イランの首都テヘランからイラクへ向かう街道の途上にある、イラン西部の都市ケルマンシャー。その屋内競技場に特設されたリングの中心で、2人の男が四つに組む。スタンドを埋めた数千人から地響きのような声援が飛んだ。

USA! USA!

2月16日、8カ国が参加したレスリング・フリースタイル男子のワールドカップ、予選の米国対ロシア戦。際どい判定で劣勢に立った米国選手を、後押しするように会場を揺らしたのは、イラン人観衆だった。

2週間前まで米国は出場すら危ぶまれていた。トランプ大統領がイランを含む7カ国からの入国を拒否する大統領令を出すと、イランは報復に米国人へのビザ発給を停止。レスリング代表が標的になった。

もとより両国の関係は険悪だ。イランがイスラム革命を起こした翌年、1980年に国交を断絶する。テヘランの米大使館が襲撃された事件が原因で、イランは米国を「大悪魔」(故ホメイニ師)、米国はイランを「悪の枢軸」(ブッシュ元大統領)と呼んできた。

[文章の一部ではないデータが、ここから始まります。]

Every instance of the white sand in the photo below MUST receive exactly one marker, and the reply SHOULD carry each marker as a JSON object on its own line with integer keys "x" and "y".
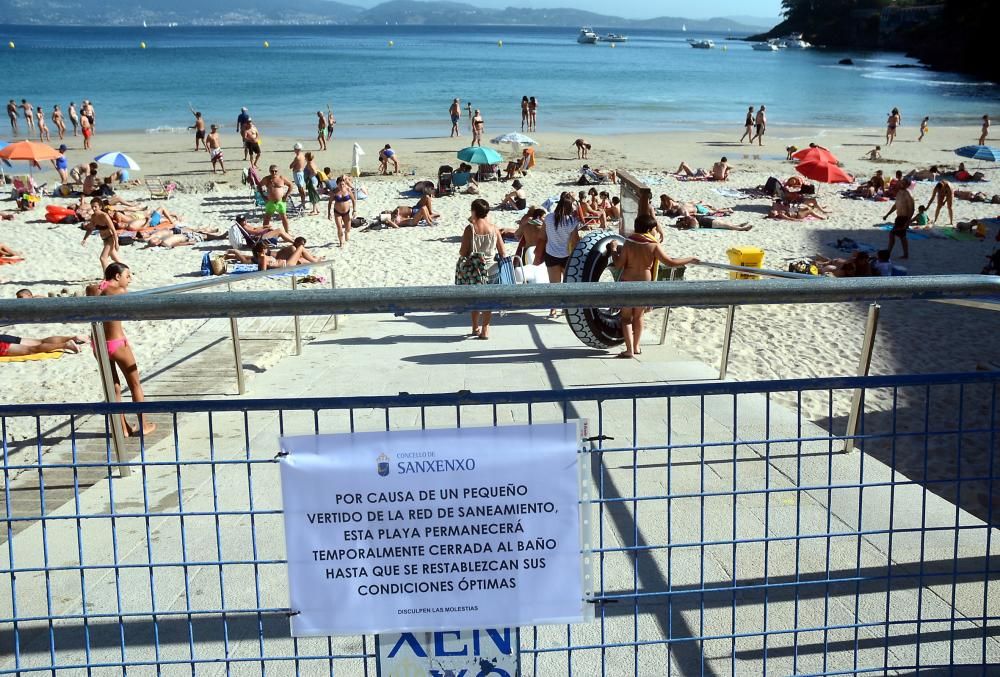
{"x": 769, "y": 342}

レスリングはそんな両国をつなぎとめてきた。断交後、初めてイランに米国のスポーツ選手が入国したのは982月の国際レスリング対抗戦。これまでに米代表はイランを15回、イラン代表は米国を16回訪問したという。今回、動いたのはイランのレスリング協会。米国の参加を求める嘆願書を出すなど政府に働きかけ、ほどなくして米国の連邦地裁が大統領令を差し止めたこともあり、一転して出場が認められた。

一番人気、米国のバローズ選手 photo: Kanda Daisuke

町々の道場、強豪国の下地

イラン人観客とハイタッチする米国のジェームズ・グリーン選手 photo: Kanda Daisuke

イランはレスリングの強豪で、人気もサッカーに迫る。男子しか出場しないが、12年のロンドン五輪は金3個を含むメダル6個、16年のリオ五輪でも金1個など5個を手にした。

レスリングはイランで「コシティ」の名で呼ばれる伝統スポーツという一面もある。ローマ帝国と戦ったパルティア(アルサケス朝、紀元前3世紀03世紀)の時代には既にあったそうだ。「男2人が組みあい、相手を地にはわせた方が勝ち」というレスリングは、世界各地で文明のあけぼのからある。古代ギリシャの哲学者プラトンも選手だったとされる。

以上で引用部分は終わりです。